One moment her big eyes clouded, but unflinchingly they met his gaze.
Then, something in the stern scrutiny of her aunt's regard stirred all
that was mutinous within her; yet there was an irrepressible twitching
about the corners of the rosy mouth, a twinkle about the big brown
eyes that should have given them pause, even as she demurely answered: "Yes."
"When?" demanded the soldier, his muscular hand clutching ominously at
the wooden rail; his jaw setting squarely. "When--and where?"
But now the merriment with which she had begun changed slowly at sight
of the repressed fury in his rugged Gaelic face. She, too, was
trembling as she answered: "Just after recall--down at the pool."
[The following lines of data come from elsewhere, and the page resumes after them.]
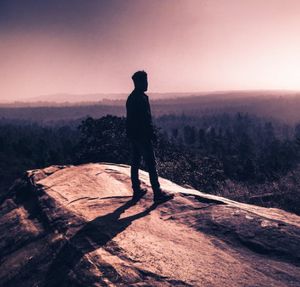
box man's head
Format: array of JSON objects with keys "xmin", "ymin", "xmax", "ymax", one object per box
[{"xmin": 132, "ymin": 70, "xmax": 148, "ymax": 92}]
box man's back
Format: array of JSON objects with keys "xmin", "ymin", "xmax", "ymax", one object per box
[{"xmin": 126, "ymin": 90, "xmax": 154, "ymax": 141}]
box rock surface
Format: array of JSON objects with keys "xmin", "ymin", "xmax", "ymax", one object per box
[{"xmin": 0, "ymin": 163, "xmax": 300, "ymax": 287}]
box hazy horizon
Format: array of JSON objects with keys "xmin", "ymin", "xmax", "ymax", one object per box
[
  {"xmin": 1, "ymin": 89, "xmax": 300, "ymax": 105},
  {"xmin": 1, "ymin": 0, "xmax": 300, "ymax": 101}
]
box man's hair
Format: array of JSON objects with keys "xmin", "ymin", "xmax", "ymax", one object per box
[{"xmin": 132, "ymin": 70, "xmax": 147, "ymax": 86}]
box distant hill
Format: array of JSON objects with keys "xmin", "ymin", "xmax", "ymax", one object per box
[
  {"xmin": 1, "ymin": 90, "xmax": 300, "ymax": 124},
  {"xmin": 23, "ymin": 92, "xmax": 207, "ymax": 104},
  {"xmin": 26, "ymin": 92, "xmax": 127, "ymax": 103},
  {"xmin": 1, "ymin": 89, "xmax": 299, "ymax": 105},
  {"xmin": 5, "ymin": 90, "xmax": 286, "ymax": 105}
]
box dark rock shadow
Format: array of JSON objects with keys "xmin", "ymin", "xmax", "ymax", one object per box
[{"xmin": 44, "ymin": 196, "xmax": 160, "ymax": 286}]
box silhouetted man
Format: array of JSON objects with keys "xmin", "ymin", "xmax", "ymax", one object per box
[{"xmin": 126, "ymin": 71, "xmax": 173, "ymax": 202}]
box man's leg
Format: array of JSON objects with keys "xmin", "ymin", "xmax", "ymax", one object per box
[
  {"xmin": 141, "ymin": 140, "xmax": 174, "ymax": 202},
  {"xmin": 141, "ymin": 141, "xmax": 161, "ymax": 193},
  {"xmin": 130, "ymin": 140, "xmax": 142, "ymax": 190}
]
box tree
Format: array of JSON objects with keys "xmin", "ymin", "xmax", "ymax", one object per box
[
  {"xmin": 183, "ymin": 125, "xmax": 196, "ymax": 145},
  {"xmin": 77, "ymin": 115, "xmax": 130, "ymax": 164}
]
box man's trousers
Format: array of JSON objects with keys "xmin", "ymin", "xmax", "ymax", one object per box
[{"xmin": 130, "ymin": 139, "xmax": 161, "ymax": 192}]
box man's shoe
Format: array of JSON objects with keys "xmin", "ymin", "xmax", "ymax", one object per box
[
  {"xmin": 153, "ymin": 190, "xmax": 174, "ymax": 203},
  {"xmin": 132, "ymin": 188, "xmax": 147, "ymax": 200}
]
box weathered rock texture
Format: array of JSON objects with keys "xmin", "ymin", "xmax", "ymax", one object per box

For an instant he stood glaring, incredulous. "At the pool! You! My
bairnie!" Then, with sudden outburst of passionate wrath, "Go to your
room!" said he.
"But listen--father, dear," she began, imploringly. For answer he
seized her slender arm in almost brutal grasp and fairly hurled her
within the doorway. "Not a word!" he ground between his clinched
teeth. "Go instantly!" Then, slamming the door upon her, he whirled
about as though to seek his sister's face, and saw beyond her,
rounding the corner of the northwest set of quarters, coming in from
the mesa roadway at the back, the tall, white figure of the missing
man.
Another moment and Lieutenant Blakely, in the front room of his
quarters, looking pale and strange, was being pounced upon with eager
questioning by Duane, his junior, when the wooden steps and veranda
creaked under a quick, heavy, ominous tread, and, with livid face and
clinching hands, the troop commander came striding in.
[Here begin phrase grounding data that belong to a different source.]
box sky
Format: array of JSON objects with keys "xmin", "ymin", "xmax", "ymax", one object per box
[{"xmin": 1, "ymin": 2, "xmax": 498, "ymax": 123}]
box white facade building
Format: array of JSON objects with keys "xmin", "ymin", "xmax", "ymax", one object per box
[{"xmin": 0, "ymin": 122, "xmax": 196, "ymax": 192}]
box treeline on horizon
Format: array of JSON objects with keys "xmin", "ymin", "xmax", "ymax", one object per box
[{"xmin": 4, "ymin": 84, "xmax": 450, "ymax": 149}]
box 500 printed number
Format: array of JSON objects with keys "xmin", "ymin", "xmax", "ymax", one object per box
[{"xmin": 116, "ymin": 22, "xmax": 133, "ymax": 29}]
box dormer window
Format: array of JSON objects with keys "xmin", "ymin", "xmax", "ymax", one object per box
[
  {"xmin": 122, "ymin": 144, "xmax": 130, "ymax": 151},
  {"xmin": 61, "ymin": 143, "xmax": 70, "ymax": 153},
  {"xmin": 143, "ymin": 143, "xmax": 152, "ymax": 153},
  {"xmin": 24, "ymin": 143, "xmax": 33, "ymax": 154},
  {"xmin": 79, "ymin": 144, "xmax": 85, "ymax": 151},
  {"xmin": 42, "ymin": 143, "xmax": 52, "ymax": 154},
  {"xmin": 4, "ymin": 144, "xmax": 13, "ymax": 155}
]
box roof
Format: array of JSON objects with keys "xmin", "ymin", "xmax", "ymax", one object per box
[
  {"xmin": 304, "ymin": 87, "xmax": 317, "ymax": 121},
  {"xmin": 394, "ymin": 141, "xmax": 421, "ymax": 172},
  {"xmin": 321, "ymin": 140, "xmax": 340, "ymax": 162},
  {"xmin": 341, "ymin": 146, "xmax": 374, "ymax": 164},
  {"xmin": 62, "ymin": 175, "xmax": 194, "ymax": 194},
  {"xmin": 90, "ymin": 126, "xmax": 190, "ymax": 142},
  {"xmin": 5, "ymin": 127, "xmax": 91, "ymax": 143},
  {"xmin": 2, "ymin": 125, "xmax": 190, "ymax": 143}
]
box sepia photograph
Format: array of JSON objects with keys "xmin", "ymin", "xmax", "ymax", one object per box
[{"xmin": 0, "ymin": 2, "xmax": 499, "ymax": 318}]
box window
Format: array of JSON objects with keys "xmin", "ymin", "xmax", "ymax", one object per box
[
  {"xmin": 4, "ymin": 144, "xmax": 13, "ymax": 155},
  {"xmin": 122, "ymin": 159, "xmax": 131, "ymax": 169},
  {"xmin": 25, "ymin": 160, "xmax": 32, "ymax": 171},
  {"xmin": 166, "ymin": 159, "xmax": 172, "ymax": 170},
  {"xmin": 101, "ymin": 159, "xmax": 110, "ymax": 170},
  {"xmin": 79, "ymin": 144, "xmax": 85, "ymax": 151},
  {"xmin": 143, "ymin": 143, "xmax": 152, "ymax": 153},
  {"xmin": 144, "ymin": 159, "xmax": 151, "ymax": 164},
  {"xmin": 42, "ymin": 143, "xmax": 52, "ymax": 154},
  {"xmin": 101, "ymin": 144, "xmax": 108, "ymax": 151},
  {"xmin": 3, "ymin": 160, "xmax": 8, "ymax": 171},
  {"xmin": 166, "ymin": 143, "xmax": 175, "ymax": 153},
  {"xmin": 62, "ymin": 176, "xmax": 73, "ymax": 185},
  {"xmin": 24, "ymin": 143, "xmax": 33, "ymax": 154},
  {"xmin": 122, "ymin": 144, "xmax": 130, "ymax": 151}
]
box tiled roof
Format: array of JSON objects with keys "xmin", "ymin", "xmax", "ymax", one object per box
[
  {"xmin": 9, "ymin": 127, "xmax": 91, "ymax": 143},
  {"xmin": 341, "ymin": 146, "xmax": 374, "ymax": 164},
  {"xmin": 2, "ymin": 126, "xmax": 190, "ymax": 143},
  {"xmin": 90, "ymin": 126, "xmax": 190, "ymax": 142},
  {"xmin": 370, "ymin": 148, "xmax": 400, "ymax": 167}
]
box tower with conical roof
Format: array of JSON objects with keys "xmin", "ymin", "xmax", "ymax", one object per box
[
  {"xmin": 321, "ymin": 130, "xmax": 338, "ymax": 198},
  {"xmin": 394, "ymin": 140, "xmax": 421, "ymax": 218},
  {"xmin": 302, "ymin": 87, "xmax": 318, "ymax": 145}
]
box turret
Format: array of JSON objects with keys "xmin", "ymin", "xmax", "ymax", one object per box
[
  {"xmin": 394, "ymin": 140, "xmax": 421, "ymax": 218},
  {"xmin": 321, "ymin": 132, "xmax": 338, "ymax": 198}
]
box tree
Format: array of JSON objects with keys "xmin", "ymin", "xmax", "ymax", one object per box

"Mr. Blakely," said he, his voice deep with wrath and tremulous with
passion, "I told you three days ago my daughter and you must not meet,
and--you know why! To-day you lured her to a rendezvous outside the
post--"
"Captain Wren!"
"Don't lie! I say you lured her, for my lass would never have met
you--"
"You shall unsay it, sir," was Blakely's instant rejoinder. "Are you
mad--or what? I never set eyes on your daughter to-day--until a moment
ago."
And then the voice of young Duane was uplifted, shouting for help.
With a crash, distinctly heard out on the parade, Wren had struck his
junior down.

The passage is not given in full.